Jean Baratte, Lille-Bordeaux, 10 avril 1952
Dans les années 1950, c’est l’attaquant lillois Jean Baratte qui est réputé pour être également un bon gardien de but. Alors que le LOSC se rend à Colombes pour rencontrer Bordeaux en demi-finale de la Coupe de France 1952, l’entraîneur André Cheuva doit faire sans son habituel gardien Charles Val, toujours pas remis de sa blessure lors d’une rencontre à Reims une semaine plus tôt. Alors que le remplaçant de celui-ci, Georges D’Arcangelo, est tout simplement introuvable, le troisième gardien, André Weughe, pense que son heure est venue. Mais l’entraîneur du LOSC a déjà son idée en tête : il demande à Jean Baratte de garder les buts ! Le buteur international n’en est pas à son coup d’essai. En 1943, il avait déjà œuvré comme gardien à l’occasion d’un derby Lille-Fives. A Colombes, Lille s’incline 2-1 face à Bordeaux après prolongations. Malgré la défaite, Baratte est crédité d’un bon match. On reprochera toutefois à l’équipe lilloise d’avoir manqué de percussion en attaque…

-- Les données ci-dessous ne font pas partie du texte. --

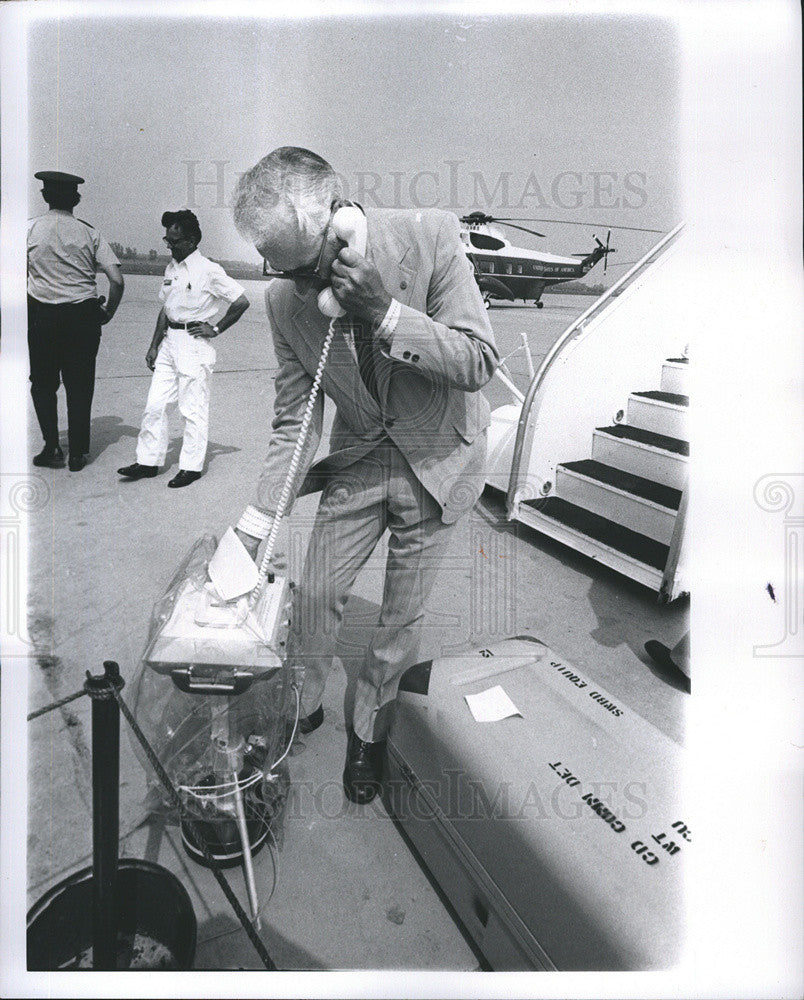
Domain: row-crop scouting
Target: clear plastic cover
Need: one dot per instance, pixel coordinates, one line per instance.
(212, 744)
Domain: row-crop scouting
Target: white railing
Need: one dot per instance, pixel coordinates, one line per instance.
(586, 377)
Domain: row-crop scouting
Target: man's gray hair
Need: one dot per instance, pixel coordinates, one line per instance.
(290, 181)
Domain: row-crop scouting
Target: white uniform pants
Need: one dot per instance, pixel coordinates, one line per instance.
(181, 375)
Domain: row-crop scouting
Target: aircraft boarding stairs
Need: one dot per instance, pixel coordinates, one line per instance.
(595, 454)
(621, 505)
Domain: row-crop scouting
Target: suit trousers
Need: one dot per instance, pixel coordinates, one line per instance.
(378, 492)
(63, 343)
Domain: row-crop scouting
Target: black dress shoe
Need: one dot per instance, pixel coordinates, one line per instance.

Jean Vincent, Reims-Nîmes, 18 mai 1958
C’est à l’occasion de la 41e finale de Coupe de France que l’on découvre les talents insoupçonnés de gardien d’un international français. A Colombes le Stade de Reims, tout juste sacré champion de France, est opposé à son dauphin, le Nîmes Olympique. A la 82e minute, alors que le score est à 2-1 (buts de Bliard et Fontaine contre Mazouz), Dominique Colonna se heurte à Hassan Akesbi. Sérieusement blessé, le gardien champenois s’en va se placer sur l’aile gauche et laisse son coéquipier Jean Vincent garder les buts (les remplacements n’étaient pas autorisés à l’époque). L’ancien lillois s’en tire plutôt bien, repoussant toutes les tentatives nîmoises, alors qu’à la dernière minute, Bliard s’en va marquer le troisième but et consolider la victoire rémoise (3-1).
Alain Giresse et Marius Trésor, Nantes-Bordeaux, 7 mai 1982
A l’occasion de la dernière journée de la saison 1981/82, le président des Girondins de Bordeaux décide de frapper un grand coup pour contester la suspension infligée à son gardien Dragan Pantelic. Il décide que son équipe se rend à Nantes sans véritable gardien de but. C’est Alain Giresse, le plus petit joueur de l’équipe bordelaise, qui enfile le maillot numéro 1 tout en jouant milieu de terrain. Alors que les attaquants nantais s’en donnent à coeur joie, le capitaine girondin se résout à rester dans la cage, où il encaissera finalement quatre buts. Lassé par cette situation absurde, Gigi demande à se faire remplacer à l’heure de jeu. C’est Marius Trésor qui terminera la rencontre dans les buts. Score final : 6-0 pour Nantes.
Luis Fernandez, Metz-PSG, 18 avril 1986
A deux journées de la fin du championnat 1985/86, le Paris Saint-Germain a l’occasion de décrocher le titre en s’imposant à Metz. Mais les choses ne tournent pas dans le sens des Parisiens. A la pause, non seulement le FC Metz mène 1-0, mais le gardien parisien Joël Bats doit sortir en raison d’une blessure. Seulement, l’entraîneur parisien Gérard Houiller n’a pas emmené de second gardien, et il demande alors à Luis Fernandez, remplaçant de luxe ce soir-là, de garder la cage en seconde période. L’habituel milieu de terrain parisien concèdera deux buts de Jules Bocandé, dont un sur penalty. Score final : 3-1 pour le club lorrain.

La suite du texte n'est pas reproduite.